Find the expected value you win (or lose) per game.
#### Step 1: Probability of drawing a spade
- A standard deck has 52 cards.
- 13 are spades.
So $ P(\text{spade}) = \frac{13}{52} = \frac{1}{4} $
$ P(\text{not spade}) = \frac{3}{4} $
#### Step 2: Net winnings
- If you draw a spade: win $9, but paid $2 → net gain = $7
- If not: lose $2 → net gain = -$2
#### Step 3: Expected value (E):
$$
E = \left(\frac{1}{4} \times 7\right) + \left(\frac{3}{4} \times (-2)\right) = \frac{7}{4} - \frac{6}{4} = \frac{1}{4} = \boxed{0.25}
$$
✔ Answer: $0.25 (expected profit)
So you expect to win $0.25 per game on average.
---
Problem 5:
A dice game involves rolling 2 dice.
- Roll a 2, 3, 4, 10, 11, or 12 → win $5
- Roll a 5, 6, 7, 8, or 9 → lose $5
- Cost to play? Not mentioned, so assume only net win/loss.
But note: the question says "find the expected value you win (or lose) per game."
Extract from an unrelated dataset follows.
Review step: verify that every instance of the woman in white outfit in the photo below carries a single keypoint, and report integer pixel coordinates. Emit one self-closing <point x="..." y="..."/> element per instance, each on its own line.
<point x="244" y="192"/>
So we calculate expected net gain.
First, list all possible sums when rolling two dice (total 36 outcomes):
| Sum | Number of ways |
|-----|----------------|
| 2 | 1 |
| 3 | 2 |
| 4 | 3 |
| 5 | 4 |
| 6 | 5 |
| 7 | 6 |
| 8 | 5 |
| 9 | 4 |
| 10 | 3 |
| 11 | 2 |
| 12 | 1 |
Now:
- Win $5 if sum ∈ {2,3,4,10,11,12}
Number of favorable outcomes:
- 2: 1
- 3: 2
- 4: 3
- 10: 3
- 11: 2
- 12: 1
→ Total = 1+2+3+3+2+1 = 12
- Lose $5 if sum ∈ {5,6,7,8,9}
→ 4+5+6+5+4 = 24
Total outcomes = 36
So:
- P(win) = $ \frac{12}{36} = \frac{1}{3} $
- P(lose) = $ \frac{24}{36} = \frac{2}{3} $
Expected value:
$$
E = \left(\frac{1}{3} \times 5\right) + \left(\frac{2}{3} \times (-5)\right) = \frac{5}{3} - \frac{10}{3} = -\frac{5}{3} \approx \boxed{-1.67}
$$
✔ Answer: -$1.67 (you expect to lose $1.67 per game)
---
✔ Final Answers Summary:
1. $5.90
2. 3.75 points
3. $ \frac{50}{3} \approx 16.67 $ points
4. $0.25 (expected profit)
5. -$1.67 (expected loss)
Let me know if you want the explanation in a different format!
Parent Tip: Review the logic above to help your child master the concept of expected value worksheet.